Given the central role of white adipocytes in obesity, we asked whether adipocyte PD-L1 affected obesity and associated metabolic stress in tumor-free mice. Because estrogens are known to protect female mice from diet-induced obesity and metabolic dysfunction,15–17 we fed male WT/KO mice either a low-fat diet (LFD 10% kcal% fat) or high fat diet (HFD 60% kcal% fat).

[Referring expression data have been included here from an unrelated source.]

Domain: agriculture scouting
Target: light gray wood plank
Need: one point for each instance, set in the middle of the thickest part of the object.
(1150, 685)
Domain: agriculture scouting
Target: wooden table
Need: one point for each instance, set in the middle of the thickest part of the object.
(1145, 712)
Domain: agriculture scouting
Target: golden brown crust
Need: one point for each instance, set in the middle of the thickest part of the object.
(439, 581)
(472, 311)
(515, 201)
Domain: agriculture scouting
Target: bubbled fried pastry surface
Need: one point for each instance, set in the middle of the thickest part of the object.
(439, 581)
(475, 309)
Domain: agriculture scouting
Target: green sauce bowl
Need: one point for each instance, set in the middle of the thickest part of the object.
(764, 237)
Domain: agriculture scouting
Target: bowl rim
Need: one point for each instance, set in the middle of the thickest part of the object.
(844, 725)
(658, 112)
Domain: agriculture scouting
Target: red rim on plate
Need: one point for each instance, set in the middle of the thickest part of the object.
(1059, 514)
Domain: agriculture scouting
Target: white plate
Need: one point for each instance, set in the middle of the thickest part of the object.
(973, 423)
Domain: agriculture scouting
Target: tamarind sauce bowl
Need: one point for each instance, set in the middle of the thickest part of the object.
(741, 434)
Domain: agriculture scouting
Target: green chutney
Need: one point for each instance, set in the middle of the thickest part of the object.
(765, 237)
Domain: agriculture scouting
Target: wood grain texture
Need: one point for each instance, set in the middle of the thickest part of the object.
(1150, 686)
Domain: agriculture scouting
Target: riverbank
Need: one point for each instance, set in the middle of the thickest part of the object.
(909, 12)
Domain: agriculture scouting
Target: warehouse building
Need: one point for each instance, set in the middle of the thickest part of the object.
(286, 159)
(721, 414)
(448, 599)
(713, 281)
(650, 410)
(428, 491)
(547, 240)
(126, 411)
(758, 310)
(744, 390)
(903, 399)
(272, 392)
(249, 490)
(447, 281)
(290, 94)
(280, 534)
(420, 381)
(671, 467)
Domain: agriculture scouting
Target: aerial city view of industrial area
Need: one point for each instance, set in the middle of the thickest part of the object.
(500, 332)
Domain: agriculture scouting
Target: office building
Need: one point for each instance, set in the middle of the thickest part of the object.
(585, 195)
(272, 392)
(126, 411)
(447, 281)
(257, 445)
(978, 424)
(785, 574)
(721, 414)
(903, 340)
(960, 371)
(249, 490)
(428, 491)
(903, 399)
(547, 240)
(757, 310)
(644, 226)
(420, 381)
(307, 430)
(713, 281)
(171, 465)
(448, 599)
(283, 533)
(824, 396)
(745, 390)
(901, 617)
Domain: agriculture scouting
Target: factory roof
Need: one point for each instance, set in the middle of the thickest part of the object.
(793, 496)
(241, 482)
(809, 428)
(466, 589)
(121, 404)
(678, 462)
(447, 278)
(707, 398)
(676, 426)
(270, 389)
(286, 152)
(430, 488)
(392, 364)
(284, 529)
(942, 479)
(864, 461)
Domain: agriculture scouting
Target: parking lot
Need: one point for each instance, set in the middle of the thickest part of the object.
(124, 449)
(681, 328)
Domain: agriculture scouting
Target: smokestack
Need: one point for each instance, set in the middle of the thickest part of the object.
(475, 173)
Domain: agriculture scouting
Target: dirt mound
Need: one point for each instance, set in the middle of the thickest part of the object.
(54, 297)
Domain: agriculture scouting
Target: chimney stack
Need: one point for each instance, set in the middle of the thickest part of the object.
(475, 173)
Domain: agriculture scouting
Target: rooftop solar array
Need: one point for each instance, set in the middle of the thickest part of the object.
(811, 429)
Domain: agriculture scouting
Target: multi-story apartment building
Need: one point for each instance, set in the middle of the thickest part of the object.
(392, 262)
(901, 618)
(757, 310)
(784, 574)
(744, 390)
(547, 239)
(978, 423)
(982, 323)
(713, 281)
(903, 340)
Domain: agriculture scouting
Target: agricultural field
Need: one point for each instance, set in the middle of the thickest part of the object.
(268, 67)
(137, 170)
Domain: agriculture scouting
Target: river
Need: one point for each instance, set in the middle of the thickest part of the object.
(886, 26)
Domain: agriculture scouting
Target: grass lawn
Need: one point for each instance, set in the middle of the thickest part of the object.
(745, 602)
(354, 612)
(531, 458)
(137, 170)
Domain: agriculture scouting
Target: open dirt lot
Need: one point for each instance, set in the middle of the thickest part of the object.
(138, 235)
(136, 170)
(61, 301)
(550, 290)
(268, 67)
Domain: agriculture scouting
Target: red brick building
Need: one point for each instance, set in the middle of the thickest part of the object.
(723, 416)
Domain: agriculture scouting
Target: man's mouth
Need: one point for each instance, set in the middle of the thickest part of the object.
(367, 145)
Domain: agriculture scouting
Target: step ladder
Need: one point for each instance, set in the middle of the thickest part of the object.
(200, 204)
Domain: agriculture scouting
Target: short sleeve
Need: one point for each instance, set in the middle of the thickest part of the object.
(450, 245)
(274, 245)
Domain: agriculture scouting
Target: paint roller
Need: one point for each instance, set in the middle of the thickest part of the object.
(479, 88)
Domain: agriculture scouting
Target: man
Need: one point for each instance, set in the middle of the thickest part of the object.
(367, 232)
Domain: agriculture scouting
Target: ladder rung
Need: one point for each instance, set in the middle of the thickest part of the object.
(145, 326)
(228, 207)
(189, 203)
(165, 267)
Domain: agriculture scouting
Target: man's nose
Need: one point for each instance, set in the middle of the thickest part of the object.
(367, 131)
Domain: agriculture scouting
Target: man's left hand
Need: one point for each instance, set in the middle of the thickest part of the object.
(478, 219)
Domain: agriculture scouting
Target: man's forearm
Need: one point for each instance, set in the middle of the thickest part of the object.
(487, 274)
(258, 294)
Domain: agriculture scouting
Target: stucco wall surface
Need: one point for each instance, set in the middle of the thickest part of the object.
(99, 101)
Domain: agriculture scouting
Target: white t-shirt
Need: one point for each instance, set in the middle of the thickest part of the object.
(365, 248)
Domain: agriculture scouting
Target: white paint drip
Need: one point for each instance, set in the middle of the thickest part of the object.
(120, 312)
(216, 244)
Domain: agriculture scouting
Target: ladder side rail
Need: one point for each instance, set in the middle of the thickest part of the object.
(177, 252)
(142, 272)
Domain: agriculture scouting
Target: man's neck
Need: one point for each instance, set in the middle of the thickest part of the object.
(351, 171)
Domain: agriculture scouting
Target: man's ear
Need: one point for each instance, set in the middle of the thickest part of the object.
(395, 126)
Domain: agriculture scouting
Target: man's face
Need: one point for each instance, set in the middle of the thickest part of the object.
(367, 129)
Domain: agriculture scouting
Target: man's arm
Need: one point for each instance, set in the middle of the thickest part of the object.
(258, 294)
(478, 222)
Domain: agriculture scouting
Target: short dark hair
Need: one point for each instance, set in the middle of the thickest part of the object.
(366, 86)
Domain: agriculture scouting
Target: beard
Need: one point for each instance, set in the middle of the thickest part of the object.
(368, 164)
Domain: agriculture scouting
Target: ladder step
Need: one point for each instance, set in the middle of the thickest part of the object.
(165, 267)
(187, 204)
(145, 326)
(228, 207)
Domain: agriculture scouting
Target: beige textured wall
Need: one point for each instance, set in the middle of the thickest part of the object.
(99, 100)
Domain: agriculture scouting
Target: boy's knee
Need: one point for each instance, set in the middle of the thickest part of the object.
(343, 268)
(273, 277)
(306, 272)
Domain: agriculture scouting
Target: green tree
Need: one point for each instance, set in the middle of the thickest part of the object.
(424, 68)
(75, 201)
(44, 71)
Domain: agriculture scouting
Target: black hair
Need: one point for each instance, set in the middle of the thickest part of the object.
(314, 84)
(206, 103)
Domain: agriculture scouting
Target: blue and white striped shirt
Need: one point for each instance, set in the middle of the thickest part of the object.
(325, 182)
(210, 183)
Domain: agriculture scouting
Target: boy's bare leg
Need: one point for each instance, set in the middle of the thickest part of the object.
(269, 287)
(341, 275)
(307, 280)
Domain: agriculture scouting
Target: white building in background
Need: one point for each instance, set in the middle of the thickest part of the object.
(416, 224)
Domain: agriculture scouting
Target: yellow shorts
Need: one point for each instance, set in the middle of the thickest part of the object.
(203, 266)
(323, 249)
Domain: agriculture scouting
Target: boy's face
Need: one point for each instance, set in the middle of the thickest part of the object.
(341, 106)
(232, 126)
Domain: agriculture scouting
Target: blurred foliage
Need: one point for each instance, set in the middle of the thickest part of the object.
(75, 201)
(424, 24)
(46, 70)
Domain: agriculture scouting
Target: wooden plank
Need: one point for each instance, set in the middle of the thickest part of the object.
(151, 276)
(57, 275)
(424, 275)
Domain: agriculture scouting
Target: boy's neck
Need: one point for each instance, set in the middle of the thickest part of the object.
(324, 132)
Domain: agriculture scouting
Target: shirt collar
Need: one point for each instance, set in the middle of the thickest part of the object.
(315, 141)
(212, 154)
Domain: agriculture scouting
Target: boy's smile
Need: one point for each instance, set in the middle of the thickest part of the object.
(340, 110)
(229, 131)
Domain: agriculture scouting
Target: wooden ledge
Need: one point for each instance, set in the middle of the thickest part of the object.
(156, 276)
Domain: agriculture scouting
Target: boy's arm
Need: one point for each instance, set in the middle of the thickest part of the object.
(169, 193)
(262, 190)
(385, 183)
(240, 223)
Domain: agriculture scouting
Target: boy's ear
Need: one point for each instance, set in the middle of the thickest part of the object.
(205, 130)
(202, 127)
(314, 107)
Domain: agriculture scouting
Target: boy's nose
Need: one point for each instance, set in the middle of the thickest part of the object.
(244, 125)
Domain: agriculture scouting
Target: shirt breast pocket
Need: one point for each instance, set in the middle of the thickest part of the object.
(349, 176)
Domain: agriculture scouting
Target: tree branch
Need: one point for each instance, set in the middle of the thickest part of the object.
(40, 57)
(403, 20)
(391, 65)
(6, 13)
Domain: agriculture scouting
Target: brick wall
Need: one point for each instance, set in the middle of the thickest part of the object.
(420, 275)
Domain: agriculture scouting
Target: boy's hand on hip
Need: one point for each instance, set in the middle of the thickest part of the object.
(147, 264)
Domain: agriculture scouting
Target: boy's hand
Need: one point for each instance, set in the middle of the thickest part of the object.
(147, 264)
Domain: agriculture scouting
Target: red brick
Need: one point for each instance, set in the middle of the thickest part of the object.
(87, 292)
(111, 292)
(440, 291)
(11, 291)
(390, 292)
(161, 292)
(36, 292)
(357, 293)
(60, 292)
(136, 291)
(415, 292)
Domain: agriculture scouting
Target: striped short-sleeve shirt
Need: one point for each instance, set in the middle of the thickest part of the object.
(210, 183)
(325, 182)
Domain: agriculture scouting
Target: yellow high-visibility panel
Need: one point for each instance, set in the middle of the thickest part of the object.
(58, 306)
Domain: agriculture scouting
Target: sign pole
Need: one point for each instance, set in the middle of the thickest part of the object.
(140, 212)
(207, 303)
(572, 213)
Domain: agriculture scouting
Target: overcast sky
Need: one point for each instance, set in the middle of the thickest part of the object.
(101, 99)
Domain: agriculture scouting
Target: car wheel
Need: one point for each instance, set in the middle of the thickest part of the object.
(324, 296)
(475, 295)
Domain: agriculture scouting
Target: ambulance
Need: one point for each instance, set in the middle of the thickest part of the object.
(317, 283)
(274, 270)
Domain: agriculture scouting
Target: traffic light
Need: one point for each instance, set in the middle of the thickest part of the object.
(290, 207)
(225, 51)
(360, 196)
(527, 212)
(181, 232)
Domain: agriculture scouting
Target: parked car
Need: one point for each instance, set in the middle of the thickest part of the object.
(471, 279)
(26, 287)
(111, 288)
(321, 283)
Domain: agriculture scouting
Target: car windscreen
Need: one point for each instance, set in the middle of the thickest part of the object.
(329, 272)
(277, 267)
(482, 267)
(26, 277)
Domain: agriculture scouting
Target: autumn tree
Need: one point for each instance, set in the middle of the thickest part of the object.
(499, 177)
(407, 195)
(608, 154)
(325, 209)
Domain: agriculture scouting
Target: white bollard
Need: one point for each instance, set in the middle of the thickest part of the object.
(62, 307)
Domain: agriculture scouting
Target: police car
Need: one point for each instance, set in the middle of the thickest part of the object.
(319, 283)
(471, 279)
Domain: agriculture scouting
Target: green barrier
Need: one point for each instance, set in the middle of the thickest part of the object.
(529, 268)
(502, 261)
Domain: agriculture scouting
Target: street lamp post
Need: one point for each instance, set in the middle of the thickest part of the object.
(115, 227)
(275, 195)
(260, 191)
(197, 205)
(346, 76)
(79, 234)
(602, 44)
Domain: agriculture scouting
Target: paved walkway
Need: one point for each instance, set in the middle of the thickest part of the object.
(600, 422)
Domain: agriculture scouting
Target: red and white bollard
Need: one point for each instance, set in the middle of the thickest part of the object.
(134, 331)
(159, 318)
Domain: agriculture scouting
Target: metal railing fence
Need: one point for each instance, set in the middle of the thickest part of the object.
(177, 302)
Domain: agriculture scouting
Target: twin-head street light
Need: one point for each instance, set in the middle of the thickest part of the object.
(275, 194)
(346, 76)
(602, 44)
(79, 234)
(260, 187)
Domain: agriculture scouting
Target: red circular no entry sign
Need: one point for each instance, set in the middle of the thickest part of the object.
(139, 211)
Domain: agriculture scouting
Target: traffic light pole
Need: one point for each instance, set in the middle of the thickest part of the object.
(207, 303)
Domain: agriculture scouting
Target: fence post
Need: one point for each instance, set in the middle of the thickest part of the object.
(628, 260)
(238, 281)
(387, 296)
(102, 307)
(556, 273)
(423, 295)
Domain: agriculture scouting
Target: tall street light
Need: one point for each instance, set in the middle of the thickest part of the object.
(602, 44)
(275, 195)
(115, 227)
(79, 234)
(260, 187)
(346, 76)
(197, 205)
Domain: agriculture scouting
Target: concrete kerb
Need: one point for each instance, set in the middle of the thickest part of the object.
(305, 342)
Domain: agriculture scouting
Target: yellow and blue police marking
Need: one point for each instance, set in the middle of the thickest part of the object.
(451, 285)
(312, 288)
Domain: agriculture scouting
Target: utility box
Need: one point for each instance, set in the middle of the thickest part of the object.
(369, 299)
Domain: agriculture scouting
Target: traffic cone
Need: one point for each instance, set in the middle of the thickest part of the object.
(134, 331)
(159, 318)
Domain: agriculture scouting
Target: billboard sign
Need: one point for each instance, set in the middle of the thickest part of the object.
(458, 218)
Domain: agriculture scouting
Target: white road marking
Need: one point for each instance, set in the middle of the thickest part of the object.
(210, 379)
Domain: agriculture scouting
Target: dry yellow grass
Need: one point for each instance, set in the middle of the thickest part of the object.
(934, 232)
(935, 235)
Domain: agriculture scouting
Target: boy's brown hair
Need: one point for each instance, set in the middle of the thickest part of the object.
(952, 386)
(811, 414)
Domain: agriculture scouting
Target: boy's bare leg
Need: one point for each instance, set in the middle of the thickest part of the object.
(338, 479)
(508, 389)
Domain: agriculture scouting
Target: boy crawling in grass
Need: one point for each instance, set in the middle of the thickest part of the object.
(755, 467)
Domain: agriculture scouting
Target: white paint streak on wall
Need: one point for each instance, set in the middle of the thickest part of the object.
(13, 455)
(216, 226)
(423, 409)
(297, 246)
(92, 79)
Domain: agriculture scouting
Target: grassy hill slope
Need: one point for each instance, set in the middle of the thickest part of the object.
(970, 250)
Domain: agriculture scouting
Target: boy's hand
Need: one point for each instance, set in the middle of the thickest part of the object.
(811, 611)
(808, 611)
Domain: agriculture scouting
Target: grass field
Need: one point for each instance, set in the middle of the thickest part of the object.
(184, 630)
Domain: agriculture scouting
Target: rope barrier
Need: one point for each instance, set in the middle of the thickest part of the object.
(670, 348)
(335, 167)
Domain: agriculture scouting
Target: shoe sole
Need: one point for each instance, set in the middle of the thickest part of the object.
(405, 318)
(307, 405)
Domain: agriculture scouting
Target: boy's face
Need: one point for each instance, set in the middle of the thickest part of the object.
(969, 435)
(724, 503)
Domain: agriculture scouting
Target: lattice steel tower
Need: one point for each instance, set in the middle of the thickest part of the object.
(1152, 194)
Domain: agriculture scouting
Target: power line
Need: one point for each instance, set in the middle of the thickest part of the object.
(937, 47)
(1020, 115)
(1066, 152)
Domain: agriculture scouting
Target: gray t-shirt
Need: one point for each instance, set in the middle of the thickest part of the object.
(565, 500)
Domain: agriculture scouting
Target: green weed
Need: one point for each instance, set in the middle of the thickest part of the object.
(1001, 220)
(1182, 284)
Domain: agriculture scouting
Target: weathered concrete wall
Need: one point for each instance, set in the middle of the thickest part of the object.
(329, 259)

Male WT and KO mice fed LFD exhibited equivalent weight gain (figure 3A). In contrast, KO male mice fed HFD gained substantially more weight than obese WT (figure 3A). Insulin tolerance and glucose tolerance were impaired in obese KO versus their WT counterparts (figure 3B,C). Thus, adipocyte PD-L1 appears to mitigate obesity and aspects of metabolic syndrome.

Flow cytometry-based analysis indicates a marked increase in vWAT macrophage prevalence in obese KO versus WT mice (figure 3D–E). Furthermore, KO vWAT had a higher prevalence of macrophages expressing the proinflammatory marker CD11c (figure 3F) and lower prevalence expressed the anti-inflammatory marker CD301 (figure 3G). These immunophenotyping data are consistent with previously reported changes of macrophages markers under obese condition.18 Crown-like structure, an established marker for obesity-associated inflammation and adipocyte death, was more prevalent in obese KO versus WT adipose tissue (figure 3H–I). Furthermore, hepatic steatosis, indicative of metabolic dysfunction, was more pronounced in obese KO than WT (figure 3J–K).

To further corroborate the cell-based findings, we conducted RNA-seq using adipose tissue samples of obese WT and KO mice. Bioinformatic analysis indicates enrichment of genes associated with obesity (figure 4A), inflammation (figure 4B), interleukin-6/JAK/STAT3 signaling (figure 4C), and apoptosis (figure 4D) in KO versus WT vWAT. In addition, genes related to cell migration (p=4.70E−30) and immune response (p=2.30E−30) were significantly elevated in the obese KO group. Remarkably, mRNA levels of Itgax, which encodes the proinflammatory macrophage marker CD11c (figure 3F), was approximately eightfold higher in obese KO than WT (p=3.03E−25). Conversely, gene sets enriched in obese WT adipose samples versus obese KO include oxidative phosphorylation (figure 4E), fatty acid metabolism (figure 4F), glucose import (figure 4G) and insulin signaling pathway (figure 4H), further supporting our glucose tolerance and insulin tolerance data (figure 4B–C). Collectively, our results strongly support the notion that adipocyte PD-L1 attenuates obesity-associated inflammation and metabolic stress.

To assess human relevance, we analyzed PD-L1 mRNA in breast adipose tissue from women undergoing elective reduction mammoplasties (n=17). We found a significant inverse correlation between adipocyte PD-L1 expression and body mass index (figure 4I). Individuals with low adipocyte PD-L1 expression were more likely to have type 2 diabetes (figure 4J); however, the small cohort size precludes further stratification by BMI. These findings are consistent with the concept that low adipocyte PD-L1 expression is associated with metabolic dysfunction, but much additional work is needed.